CpG islands located in the promoter regions of the 236 age-dependent genes were analyzed using whole-genome bisulfite sequencing data from six genetically diverse AML samples (IDs: 412761, 868442, 400220, 545259, 548327, 573988) sourced from Wilson et al.70, along with six CD34+ cells from healthy donors as controls. Differential methylation between the AML and control samples was assessed by comparing beta values for each CpG island and its associated ESLs using a two-sided Wilcoxon rank-sum test. A P-value < 0.05, adjusted for multiple comparisons using the Bonferroni correction, was considered statistically significant.

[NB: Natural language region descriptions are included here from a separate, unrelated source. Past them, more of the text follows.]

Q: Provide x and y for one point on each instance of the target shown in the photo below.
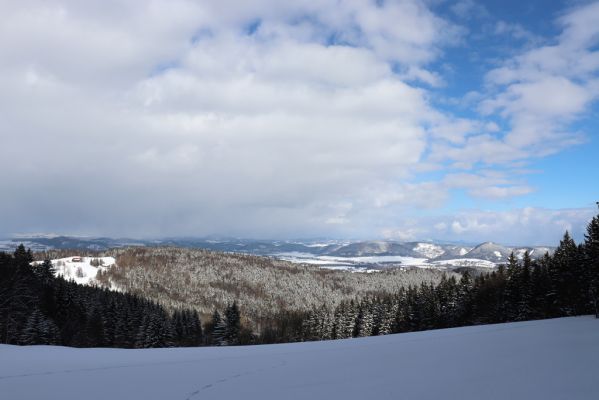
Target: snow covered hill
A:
(82, 270)
(551, 359)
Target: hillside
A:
(545, 360)
(329, 254)
(207, 280)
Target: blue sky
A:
(398, 119)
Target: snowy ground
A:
(552, 359)
(371, 263)
(80, 269)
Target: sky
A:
(403, 120)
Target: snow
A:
(81, 271)
(551, 359)
(429, 250)
(308, 258)
(466, 262)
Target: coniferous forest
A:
(38, 308)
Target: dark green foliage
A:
(564, 284)
(37, 308)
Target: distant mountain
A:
(422, 253)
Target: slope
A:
(550, 359)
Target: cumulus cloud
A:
(261, 118)
(529, 226)
(538, 93)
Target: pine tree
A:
(233, 324)
(591, 262)
(525, 290)
(219, 329)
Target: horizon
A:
(393, 120)
(300, 240)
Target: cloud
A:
(521, 226)
(538, 94)
(263, 118)
(179, 117)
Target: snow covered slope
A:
(551, 359)
(82, 270)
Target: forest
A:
(290, 305)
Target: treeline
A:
(565, 284)
(261, 286)
(38, 308)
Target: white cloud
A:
(261, 118)
(520, 226)
(538, 93)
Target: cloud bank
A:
(266, 119)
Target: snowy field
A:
(370, 263)
(82, 270)
(551, 359)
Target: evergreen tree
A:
(219, 329)
(591, 262)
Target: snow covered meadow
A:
(549, 359)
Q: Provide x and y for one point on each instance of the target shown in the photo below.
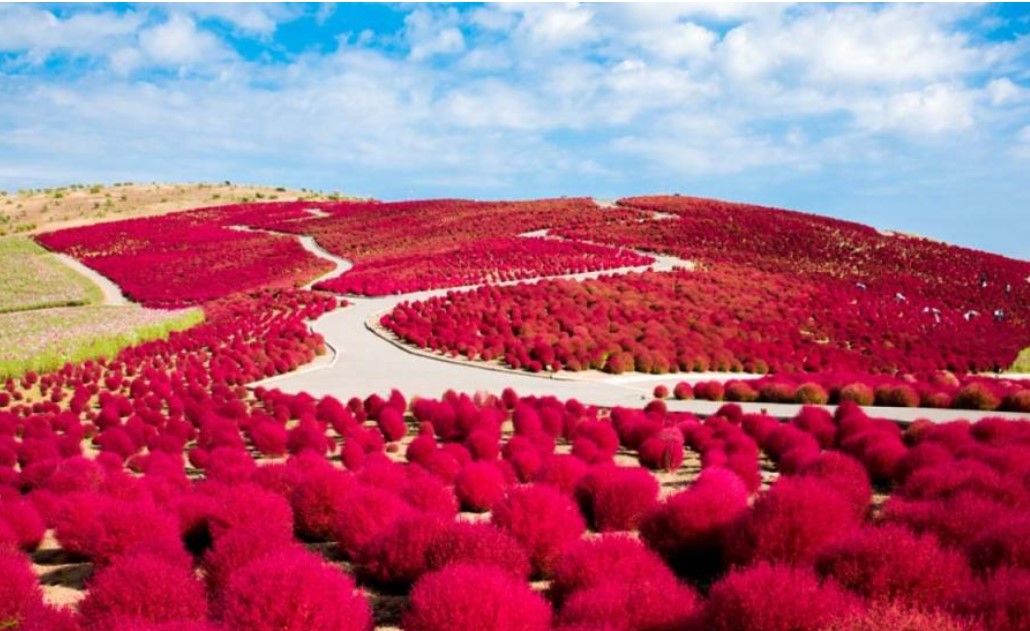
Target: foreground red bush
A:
(293, 590)
(791, 521)
(143, 587)
(775, 598)
(475, 597)
(892, 563)
(478, 544)
(542, 519)
(690, 529)
(615, 558)
(617, 497)
(20, 593)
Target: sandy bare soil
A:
(40, 210)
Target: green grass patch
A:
(35, 279)
(45, 340)
(1022, 363)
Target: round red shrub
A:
(683, 391)
(20, 593)
(610, 557)
(479, 486)
(976, 396)
(542, 519)
(562, 471)
(775, 598)
(144, 587)
(317, 502)
(617, 497)
(999, 603)
(400, 556)
(689, 529)
(893, 563)
(846, 475)
(99, 527)
(1002, 545)
(858, 393)
(239, 547)
(894, 617)
(811, 393)
(650, 604)
(391, 424)
(662, 451)
(366, 513)
(475, 597)
(24, 520)
(480, 544)
(293, 590)
(791, 521)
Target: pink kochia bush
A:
(542, 519)
(892, 563)
(610, 557)
(616, 497)
(479, 544)
(775, 598)
(690, 529)
(20, 593)
(293, 590)
(143, 587)
(479, 486)
(464, 596)
(791, 521)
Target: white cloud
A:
(934, 109)
(246, 18)
(856, 45)
(178, 42)
(1003, 91)
(431, 34)
(39, 33)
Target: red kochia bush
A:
(775, 598)
(366, 514)
(791, 521)
(318, 501)
(479, 486)
(542, 519)
(391, 423)
(479, 544)
(100, 528)
(25, 522)
(1002, 545)
(655, 604)
(893, 617)
(20, 593)
(400, 556)
(893, 563)
(616, 497)
(475, 597)
(616, 557)
(293, 590)
(143, 587)
(689, 529)
(663, 450)
(999, 603)
(238, 548)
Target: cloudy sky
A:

Transcription factor motif mapping

To investigate the regulatory mechanisms underlying age-dependent gene expression changes, gene set enrichment analysis was performed using g:Profiler71 on a curated list of 236 age-associated genes identified through the analysis described above. To evaluate whether TF binding sites overlapped with ESLs, we utilized JASPAR72 motif coordinates through the “JASPAR Transcription Factors” track available via the UCSC Genome Browser. Only motifs with JASPAR position weight matrix scores corresponding to a P-value below 0.0001 (i.e., scores greater than 400) were retained. Intersection of these filtered motif sites with the genomic coordinates of ESLs resulted in TF binding motifs containing ESLs across age-related genes.

Permutation tests

For the analysis pairing diagnosis and relapse samples based on low-recurrence, highly destabilized ESLs, a permutation test was performed to evaluate the probability of obtaining a similar matching success rate by chance. For each cancer-type dataset, 1,000 simulations were performed in which 15 random low-recurrence ESLs were selected for each patient. In each iteration, the total number of randomly selected sites (n = 15 times the number of patients) was then used to perform unsupervised clustering, with Ward’s linkage method and Pearson’s correlation as the distance metric. The P-value was defined as the proportion of simulations in which the number of correctly paired patients equaled or exceeded the observed count, reflecting the likelihood of achieving such a result by chance.

Statistics and reproducibility

Statistical analysis was done with R/RStudio version 4.2.2 and Python version 3.1.1. Statistics for each analysis are described in the relevant section. For the cardiogenic shock cohort, sample size was determined by power analysis. For all other cohorts, sample sizes were based on the maximum number of available samples or data. In the Framingham Heart Study cohort, participants who had already experienced the endpoints of interest prior to sampling were excluded; no other samples were excluded. As this study retrospectively examines associations between abnormal methylation at specific loci and disease states, no treatments were tested, and the experiments were not randomized. The Investigators were not blinded to allocation during experiments and outcome assessment, as blinding was not relevant for the reported analyses.

Consideration of sex and gender

CpG sites on sex chromosomes were excluded to ensure results are generalizable across sexes. Perturbation of autosomal ESLs was analyzed separately in males and females with chronic lymphocytic leukemia, demonstrating that this phenomenon occurs independently of sex. Biological sex was included as a covariate in Cox proportional hazards regression analyses of the Framingham Heart Study cohort. Gender-based analyses were not carried out due to the limited reporting of gender information in the available datasets.

Reporting summary

Further information on research design is available in the Nature Portfolio Reporting Summary linked to this article.